Dabei haben sich die Herren das Schönheitsideal selbst geschaffen, betont Kuratorin Christine Demele: "In der Antike war der männliche Körper das Ideal. Das Maß aller Dinge. Und zwar im wahrsten Sinne des Wortes. Also: Nach den männlichen Proportionen – oder dem Ideal dieser männlichen Proportionen – wurde auch die Architektur gebildet. Es gab einen entsprechenden Kanon."

Männliche Akte werden selten gezeigt

Nur kam dem männlichen Größenwahn offenbar seine voyeuristische Lust am Frauenkörper in die Quere.
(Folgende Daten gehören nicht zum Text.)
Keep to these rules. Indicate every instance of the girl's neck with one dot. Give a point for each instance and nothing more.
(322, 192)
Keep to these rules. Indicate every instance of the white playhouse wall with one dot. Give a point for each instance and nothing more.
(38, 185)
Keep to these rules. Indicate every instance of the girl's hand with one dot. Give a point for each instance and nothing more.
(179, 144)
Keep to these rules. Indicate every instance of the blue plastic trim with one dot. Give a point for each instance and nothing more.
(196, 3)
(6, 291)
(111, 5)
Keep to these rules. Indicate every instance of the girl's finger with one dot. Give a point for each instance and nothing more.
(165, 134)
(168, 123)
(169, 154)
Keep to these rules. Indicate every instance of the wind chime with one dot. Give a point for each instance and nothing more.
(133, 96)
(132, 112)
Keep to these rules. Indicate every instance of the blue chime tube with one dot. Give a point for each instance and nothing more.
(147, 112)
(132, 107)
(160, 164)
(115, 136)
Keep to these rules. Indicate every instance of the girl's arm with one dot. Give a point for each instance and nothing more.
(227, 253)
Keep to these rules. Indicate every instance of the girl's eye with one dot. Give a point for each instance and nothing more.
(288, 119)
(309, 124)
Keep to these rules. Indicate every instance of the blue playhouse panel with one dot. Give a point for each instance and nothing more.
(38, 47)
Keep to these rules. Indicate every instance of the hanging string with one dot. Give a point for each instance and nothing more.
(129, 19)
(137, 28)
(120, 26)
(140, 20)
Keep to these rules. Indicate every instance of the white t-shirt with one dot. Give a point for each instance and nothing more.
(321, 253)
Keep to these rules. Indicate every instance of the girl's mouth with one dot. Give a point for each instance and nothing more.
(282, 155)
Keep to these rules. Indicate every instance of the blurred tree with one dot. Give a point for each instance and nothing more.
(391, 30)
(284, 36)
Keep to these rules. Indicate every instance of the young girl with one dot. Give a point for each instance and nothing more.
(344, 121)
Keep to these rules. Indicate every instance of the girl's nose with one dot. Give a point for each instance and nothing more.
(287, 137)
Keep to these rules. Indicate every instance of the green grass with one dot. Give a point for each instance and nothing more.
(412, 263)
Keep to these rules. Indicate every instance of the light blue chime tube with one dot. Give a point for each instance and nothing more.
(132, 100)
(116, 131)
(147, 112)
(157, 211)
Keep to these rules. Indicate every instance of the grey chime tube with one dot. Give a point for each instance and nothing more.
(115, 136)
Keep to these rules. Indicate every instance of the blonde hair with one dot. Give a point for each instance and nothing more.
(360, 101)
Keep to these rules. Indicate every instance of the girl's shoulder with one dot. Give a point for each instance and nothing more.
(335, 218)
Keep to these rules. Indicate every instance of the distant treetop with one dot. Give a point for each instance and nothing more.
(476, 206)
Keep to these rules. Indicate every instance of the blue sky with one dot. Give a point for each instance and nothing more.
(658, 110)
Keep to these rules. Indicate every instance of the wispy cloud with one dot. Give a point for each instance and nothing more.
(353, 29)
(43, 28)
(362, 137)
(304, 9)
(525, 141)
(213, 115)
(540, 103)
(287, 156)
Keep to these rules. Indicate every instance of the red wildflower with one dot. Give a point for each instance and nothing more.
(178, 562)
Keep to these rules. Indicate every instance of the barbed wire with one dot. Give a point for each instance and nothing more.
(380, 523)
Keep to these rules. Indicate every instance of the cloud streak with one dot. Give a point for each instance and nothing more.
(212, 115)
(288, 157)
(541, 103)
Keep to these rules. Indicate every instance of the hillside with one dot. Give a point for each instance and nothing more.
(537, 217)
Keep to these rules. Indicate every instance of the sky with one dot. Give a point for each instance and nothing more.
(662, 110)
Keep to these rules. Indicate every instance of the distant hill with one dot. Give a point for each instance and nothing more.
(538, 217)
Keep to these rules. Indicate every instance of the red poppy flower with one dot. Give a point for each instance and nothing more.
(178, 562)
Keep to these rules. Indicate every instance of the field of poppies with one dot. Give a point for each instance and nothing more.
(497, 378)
Denn bis heute gibt es zwar immer mal wieder Ausstellungen mit Frauenakten. Auch aktuelle Männerbilder wurden schon gezeigt. Aber: "Ausstellungen zum männlichen Akt vor 1800 sind sehr selten. Es gibt dann speziell zu einzelnen Künstlern was. Aber diese Bandbreite, die hier zu sehen ist, vom 15. bis zum 20. Jahrhundert – das ist doch, glaube ich, recht einmalig", sagt Demele.
Also: Fokus auf die Herren der Schöpfung! Da wäre: ein dickbäuchiger, berauschter Silen aus dem Gefolge des Dionysos, der den Wein in sich hineinschüttet. Oder: Der heilige Sebastian mit androgynem Hüftschwung.
Oder: kraftstrotzende Herkulesse, fette Sumoringer, Badende von Dürer über Cezanne bis Liebermann sowie einige satirische Athletenbilder, unter anderem von Max Beckmann, die genussvoll das vorherrschende Männerbild unterminieren. Nackte Männer, wohin man guckt.
Max Beckmanns Bild "Schlafender Athlet".
Max Beckmanns "Schlafender Athlet" von 1946.© Kunsthalle Bremen – Der Kunstverein in Bremen, Kupferstichkabinett
"Völlige Nacktheit im öffentlichen Kunstwerk war fast immer ein Tabu", sagt Demele. Zumindest, seitdem die christliche Kirche das Sagen hatte. Und so erzählen die frühen Arbeiten immer auch, mit welcher Fantasie und welchem Mut die Künstler der zensierenden und verbietenden Kirche begegneten. Vor allem seit der Frührenaissance und der rationalen Aneignung der Welt.

Bibel geht immer

"Da suchten sich die Künstler ganz gezielt Themen aus der Bibel, wo Nacktheit ein Thema war. Und durch die Bibel hatten sie quasi die Legitimation, das auch ins Bild zu setzen: also Adam und Eva. Oder Josef und die Frau des Potifar, Judith und Holofernes. Das griffen die Künstler dankbar auf", sagt Demele.
Sebald Behams Bild "Der Tod und das unzüchtige Paar".
Sebald Behams "Der Tod und das unzüchtige Paar" von 1529.© Kunsthalle Bremen – Der Kunstverein in Bremen, Kupferstichkabinett
Sie wagten noch mehr: Hans Sebald Beham schuf kleine pornografische Stiche, die auf dem Markt heiß begehrt waren. Albrecht Dürer zeichnete vermutlich die ersten Akt-Selbstbildnisse überhaupt, zu denen sich in der thematisch gegliederten Ausstellung der alternde Max Slevogt gesellt, der sich selbstironisch mit dicker Wampe beim Sonnenbad zeigt.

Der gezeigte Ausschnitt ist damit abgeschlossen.